59
A New Beginning
Rae came to see me one evening, cursing the whole world. She spoke about her sorry life. She lost her job because she spent too much time going out with Davis. Her head wasn’t in her work. She couldn’t follow the instructions they gave her precisely, so they replaced her. And Davis? Now that she can give him all of her time, he’s nowhere to be found. He’s taken up with someone else: Katya. Only now has Rae found out that they knew each other before; they’d gone out with each other for a while in the past and now they’ve taken a room together, to live together according to the laws of free love. Maybe they’ll even get married someday.
She’d been to see B. but left him indignantly. He and his wife moved from their old rooms to a pretty apartment on the West Side. They had a maid living with them, and guess who else, Rae told me, is their boarder?
My heart plummeted, pounded against my chest like a frightened bird, and nearly stopped altogether. Feeling Rae’s familiar penetrating glare as she stared at me with her furrowed brow, I was afraid to guess, but she soon supplied the answer I was expecting.

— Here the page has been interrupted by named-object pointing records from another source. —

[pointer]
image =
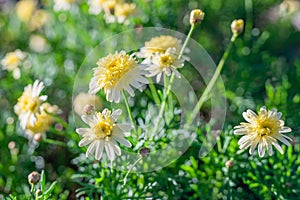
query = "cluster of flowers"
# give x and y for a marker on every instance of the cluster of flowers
(121, 72)
(33, 112)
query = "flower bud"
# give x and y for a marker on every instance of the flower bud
(88, 109)
(144, 152)
(196, 16)
(34, 177)
(229, 163)
(237, 26)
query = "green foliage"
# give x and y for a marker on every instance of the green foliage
(262, 69)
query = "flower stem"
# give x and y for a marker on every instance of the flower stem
(129, 112)
(154, 93)
(169, 85)
(130, 169)
(211, 83)
(50, 141)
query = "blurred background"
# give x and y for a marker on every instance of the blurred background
(262, 69)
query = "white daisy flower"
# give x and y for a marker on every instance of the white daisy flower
(167, 63)
(263, 130)
(29, 103)
(62, 4)
(117, 72)
(104, 134)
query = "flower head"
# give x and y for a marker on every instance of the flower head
(263, 130)
(28, 105)
(167, 63)
(160, 44)
(84, 99)
(97, 6)
(104, 133)
(196, 16)
(237, 26)
(117, 72)
(44, 120)
(12, 60)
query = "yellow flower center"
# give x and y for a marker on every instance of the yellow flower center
(267, 126)
(27, 103)
(165, 61)
(12, 59)
(103, 129)
(115, 67)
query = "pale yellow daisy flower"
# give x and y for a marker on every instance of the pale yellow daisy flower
(167, 63)
(104, 134)
(117, 72)
(263, 129)
(159, 44)
(28, 105)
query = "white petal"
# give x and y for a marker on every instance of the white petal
(282, 139)
(278, 147)
(88, 119)
(109, 151)
(125, 127)
(85, 141)
(83, 131)
(253, 145)
(99, 149)
(91, 149)
(116, 114)
(243, 139)
(122, 141)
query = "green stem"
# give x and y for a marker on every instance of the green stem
(50, 141)
(31, 191)
(129, 112)
(170, 83)
(130, 169)
(154, 93)
(211, 83)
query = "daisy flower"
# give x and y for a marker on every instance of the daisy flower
(29, 103)
(159, 44)
(167, 63)
(12, 60)
(263, 129)
(62, 4)
(117, 72)
(104, 134)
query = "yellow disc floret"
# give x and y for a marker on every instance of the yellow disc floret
(112, 69)
(103, 129)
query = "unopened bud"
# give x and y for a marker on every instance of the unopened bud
(237, 26)
(34, 177)
(196, 16)
(229, 163)
(88, 109)
(144, 152)
(37, 137)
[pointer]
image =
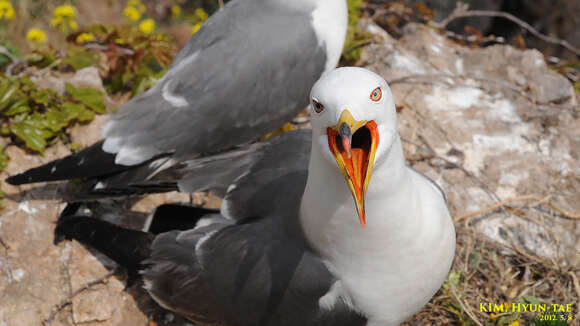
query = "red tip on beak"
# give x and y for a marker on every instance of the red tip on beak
(346, 146)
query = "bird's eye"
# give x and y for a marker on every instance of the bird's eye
(318, 107)
(377, 94)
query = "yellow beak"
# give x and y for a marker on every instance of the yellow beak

“A.! A. moved in with them! Yes, that’s how it is! Can you believe it? But there’s no need to gossip about them. What we need to worry about is keeping ourselves out of all the malicious gossip. There are those, believe me, who are blind to their trespasses but strict about ours.”
Rae gave this moral about society as a bitter warning, and asked my advice about how to tear herself away from all of them once and for all, because she’d had it up to here with all of it. She needs to get away, she doesn’t want to see any of them ever again!

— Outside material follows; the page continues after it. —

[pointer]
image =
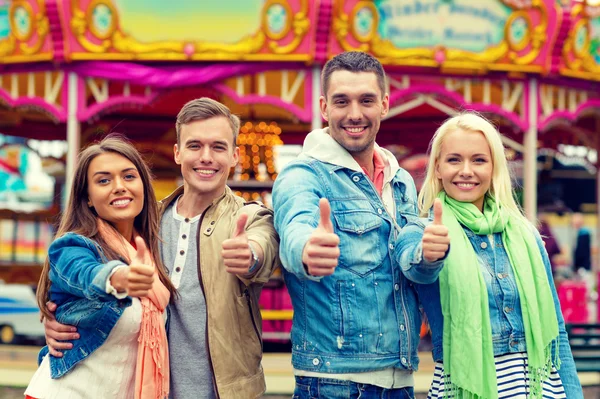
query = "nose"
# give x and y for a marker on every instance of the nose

“The best thing would be to leave,” I said.
“Yes, leave,” nodded Rae, sadly, “only to show up alone in a strange city . . .”

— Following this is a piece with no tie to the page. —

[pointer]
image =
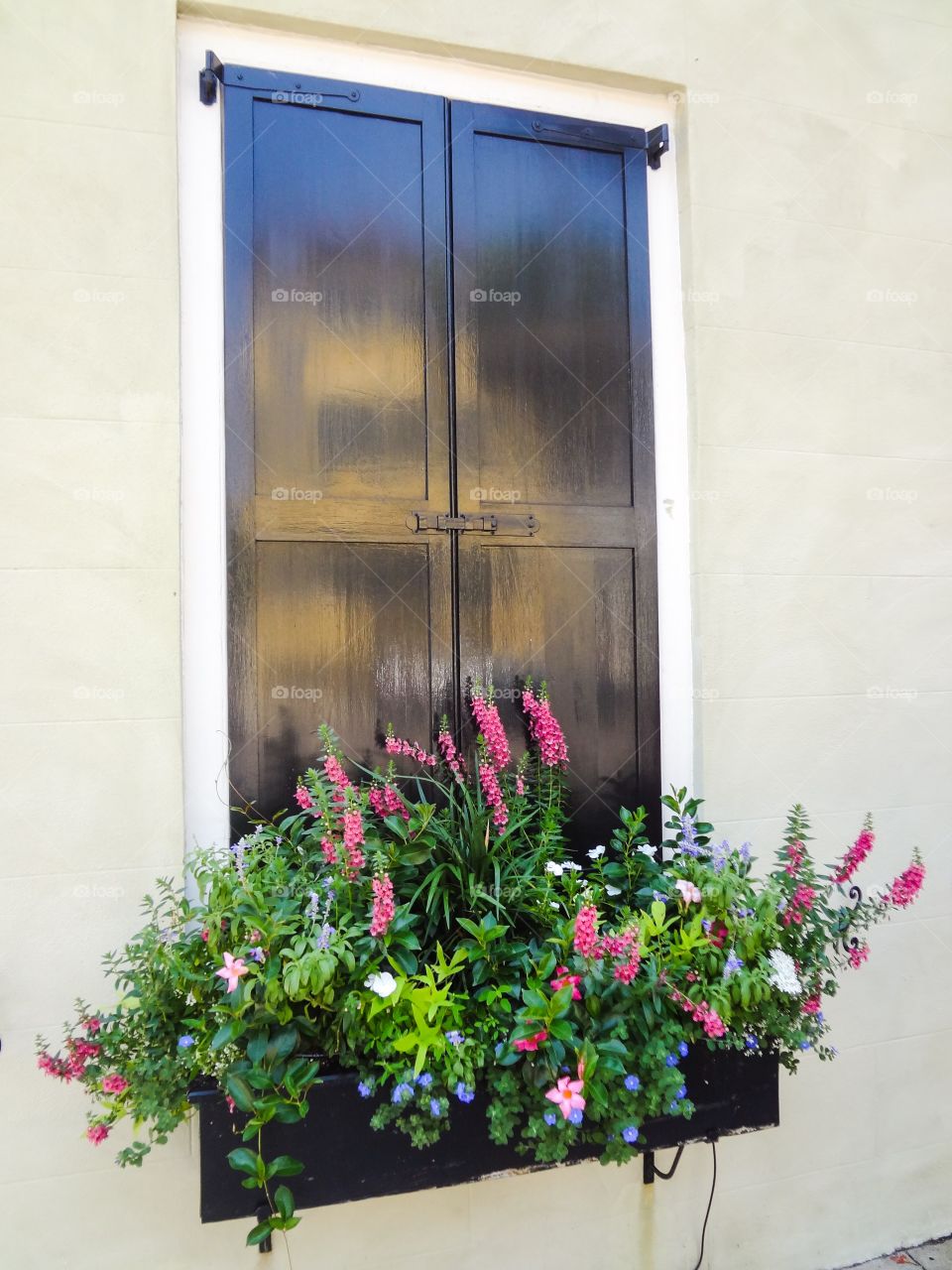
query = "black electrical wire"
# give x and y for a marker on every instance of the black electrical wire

I thought to myself, “Why shouldn’t I leave here too? What would I miss? Would I be at all sorry to leave behind all the A.’s, B.’s, C.’s, D.’s, E.’s, and F.’s? They’d meet other girls soon enough. And what of my love for A.? I can take that with me!”
When I told Rae that I’d go with her she grabbed me by both hands and almost cried with joy that she wouldn’t need to leave by herself. She would not be alone! She was already imagining how good things will be for us in the other—not strange now but new—city. We’ll live there together like sisters. We’ll make new friends. We will start a new life and it will be so much better than our life is here.
“Who even cares if it’s worse, as long as it’s different,” I said, and she liked that very much.
“Yes, even if it’s worse, it’ll be different. Let’s not get our hopes up, imagining too much happiness for ourselves, because we don’t want to be disappointed. Whatever happens to us we won’t be here anymore, so that’s already better. The heart aches less from a distance.”
We’ve decided not to tell anyone where we’re going. The only thing we’ll tell them is this: we are leaving them. We won’t be here in New York any longer. We’ve had enough. And there: who even cares if it’s worse, as long as it’s different!